Xi's visit to the South Asian country has been making headlines in major Pakistani newspapers.
"The two-day visit by Chinese President Xi Jinping to Pakistan is important both in symbolism and in substance. The visit is a crucial one for the country," The News, the largest English newspaper in Pakistan, said in an article "Welcome China."
The article also said that the economic cooperation agreement signed on Monday marks "China taking on the role of Pakistan's most important ally from either west or east."
"There are no two opinions that the productivity of the visit is undoubtedly a real game-changer. Pakistan has not received such a welcome foreign guest in its history, whose visit will open the floodgates of massive development," The News reported.
Sharing the same opinion, The Nation said in an article that this visit would greatly enhance bilateral relations.
"Pakistan and China on Monday agreed to elevate their all-weather friendship to the level of strategic cooperation partnership, enriching the two countries' commitment to shared destiny, to ensure the perpetual continuity in friendship from generation to generation," The Nation reported.
Commenting on the high-profile China-Pakistan Economic Corridor (CPEC), Pakistan's Daily Times reported that the two countries launched a plan on Monday for energy and infrastructure projects in Pakistan, which "would eclipse U.S. spending in Pakistan over the last decade or so."
Also praising the importance of the CPEC, the Dawn News believed that it would ease Pakistan's energy shortages and make a "substantial difference in the long term with both generation and transmission covered," adding that Chinese money is "timely and useful" for cash-strapped Pakistan.
The Express Tribune quoted Shahbaz Sharif, chief minister of Punjab, the most populous province of Pakistan, as saying that Xi's visit had given a new dimension to bilateral relations and would prove a "game-changer for Pakistan's economics."
"The visit is a historic event for the people of Pakistan.
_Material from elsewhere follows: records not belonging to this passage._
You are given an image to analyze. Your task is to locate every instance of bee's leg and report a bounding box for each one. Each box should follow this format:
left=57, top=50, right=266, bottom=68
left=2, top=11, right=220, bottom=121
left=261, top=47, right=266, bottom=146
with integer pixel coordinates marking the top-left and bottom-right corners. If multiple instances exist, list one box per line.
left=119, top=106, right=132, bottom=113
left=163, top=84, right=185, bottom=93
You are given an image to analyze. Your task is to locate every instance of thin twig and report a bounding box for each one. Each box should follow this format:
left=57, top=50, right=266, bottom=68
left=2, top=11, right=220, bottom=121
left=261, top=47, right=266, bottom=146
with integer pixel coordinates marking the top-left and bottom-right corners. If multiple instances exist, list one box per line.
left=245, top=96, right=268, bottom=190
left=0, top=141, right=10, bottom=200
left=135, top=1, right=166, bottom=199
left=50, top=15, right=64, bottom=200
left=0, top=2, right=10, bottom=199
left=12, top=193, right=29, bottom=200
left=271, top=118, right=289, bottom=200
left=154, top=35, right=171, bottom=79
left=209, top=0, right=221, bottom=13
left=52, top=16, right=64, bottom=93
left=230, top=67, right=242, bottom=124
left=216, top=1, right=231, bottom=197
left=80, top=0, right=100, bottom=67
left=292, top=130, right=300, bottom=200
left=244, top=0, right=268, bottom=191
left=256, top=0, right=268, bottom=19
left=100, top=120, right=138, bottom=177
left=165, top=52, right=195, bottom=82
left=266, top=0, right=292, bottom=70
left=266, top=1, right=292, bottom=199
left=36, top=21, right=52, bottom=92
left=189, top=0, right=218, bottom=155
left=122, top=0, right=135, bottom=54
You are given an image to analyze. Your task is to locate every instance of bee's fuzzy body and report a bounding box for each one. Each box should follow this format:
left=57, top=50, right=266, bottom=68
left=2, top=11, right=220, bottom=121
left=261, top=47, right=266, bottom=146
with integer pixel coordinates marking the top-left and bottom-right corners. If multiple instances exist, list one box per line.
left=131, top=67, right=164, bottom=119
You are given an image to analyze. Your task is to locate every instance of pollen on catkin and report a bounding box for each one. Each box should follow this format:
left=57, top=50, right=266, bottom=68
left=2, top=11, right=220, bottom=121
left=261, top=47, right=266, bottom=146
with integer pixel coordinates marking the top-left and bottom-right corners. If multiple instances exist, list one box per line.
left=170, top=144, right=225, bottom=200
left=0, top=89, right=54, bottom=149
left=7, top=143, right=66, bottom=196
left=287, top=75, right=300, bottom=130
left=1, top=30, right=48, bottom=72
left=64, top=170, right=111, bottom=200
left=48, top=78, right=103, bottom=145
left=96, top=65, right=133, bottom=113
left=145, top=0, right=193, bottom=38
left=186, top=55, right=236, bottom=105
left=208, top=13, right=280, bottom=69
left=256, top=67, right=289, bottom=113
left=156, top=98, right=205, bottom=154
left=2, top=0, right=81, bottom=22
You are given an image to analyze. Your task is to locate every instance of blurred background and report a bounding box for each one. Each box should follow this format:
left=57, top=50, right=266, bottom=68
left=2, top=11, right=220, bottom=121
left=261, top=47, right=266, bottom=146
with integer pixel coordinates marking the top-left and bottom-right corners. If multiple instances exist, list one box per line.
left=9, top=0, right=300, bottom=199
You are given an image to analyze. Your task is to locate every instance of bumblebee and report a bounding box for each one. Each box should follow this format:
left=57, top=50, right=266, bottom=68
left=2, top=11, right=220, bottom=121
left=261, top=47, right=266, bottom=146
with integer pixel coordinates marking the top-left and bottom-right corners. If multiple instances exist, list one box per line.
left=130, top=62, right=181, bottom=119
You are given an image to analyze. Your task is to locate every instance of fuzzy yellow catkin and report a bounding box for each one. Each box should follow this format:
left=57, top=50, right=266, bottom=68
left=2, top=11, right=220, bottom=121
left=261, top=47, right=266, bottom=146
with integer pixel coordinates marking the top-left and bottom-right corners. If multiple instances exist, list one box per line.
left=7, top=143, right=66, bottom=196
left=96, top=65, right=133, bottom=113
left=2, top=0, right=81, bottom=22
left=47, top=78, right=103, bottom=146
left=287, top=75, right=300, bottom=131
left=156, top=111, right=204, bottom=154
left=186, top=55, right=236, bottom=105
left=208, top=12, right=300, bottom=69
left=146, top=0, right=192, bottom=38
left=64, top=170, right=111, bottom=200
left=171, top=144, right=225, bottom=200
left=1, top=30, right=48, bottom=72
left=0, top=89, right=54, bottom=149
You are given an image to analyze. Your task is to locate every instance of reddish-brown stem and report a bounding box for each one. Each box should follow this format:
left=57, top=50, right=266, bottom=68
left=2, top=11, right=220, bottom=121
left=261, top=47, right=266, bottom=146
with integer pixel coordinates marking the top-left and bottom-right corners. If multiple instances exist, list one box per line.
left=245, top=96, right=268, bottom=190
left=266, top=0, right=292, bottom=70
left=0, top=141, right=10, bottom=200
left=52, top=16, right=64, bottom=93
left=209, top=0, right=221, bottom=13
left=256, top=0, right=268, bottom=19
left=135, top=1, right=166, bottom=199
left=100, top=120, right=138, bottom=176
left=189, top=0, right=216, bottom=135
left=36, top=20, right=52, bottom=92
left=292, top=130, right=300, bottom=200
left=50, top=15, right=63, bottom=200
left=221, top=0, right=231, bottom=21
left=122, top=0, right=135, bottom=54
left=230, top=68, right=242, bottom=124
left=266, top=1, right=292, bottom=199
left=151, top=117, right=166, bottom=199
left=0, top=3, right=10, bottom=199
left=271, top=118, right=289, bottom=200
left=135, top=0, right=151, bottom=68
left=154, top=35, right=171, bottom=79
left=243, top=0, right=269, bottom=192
The day will always be remembered in the country's history," the Express Tribune quoted Sharif as saying.
Rashed Al Mahmud Titumir, chairperson of Unnayan Onneshan, an independent multidisciplinary think-tank in Bangladesh, said that China's economic engagement in South Asia has grown at a faster pace in recent years.
Titumir said China could play a pivotal role in turning the BCIM (Bangladesh, China, India and Myanmar) forum into a growth quadrangle, yielding a faster economic growth process by increasing use of the region's untapped resources.
"Many opine that China's proposal of building the Silk Road Economic Belt and the 21st Century Maritime Silk Road will help for resolving disagreements among regional countries, properly handling contradictions and dissolving the risks," the expert said.
Madan Regmi, chairman of the China Study Center in Nepal, said that Xi's visit reflected China's belief that "until and unless there is economic development, peace and stability is not possible in South Asia."
Shreedhar Gautam, general secretary of the Nepal Council of World Affairs, said that, in a global context, one of the important messages of Xi's visit to Pakistan is that "China does not want to exploit its economically poor and politically unstable neighbor for its vested interest, rather it wants prosperity of its neighbors."
China wants to see the "economic upliftment" of Pakistan as the country is China's fully trusted friend, Gautam said, adding that China has "special respect and care for its best friend and neighbor."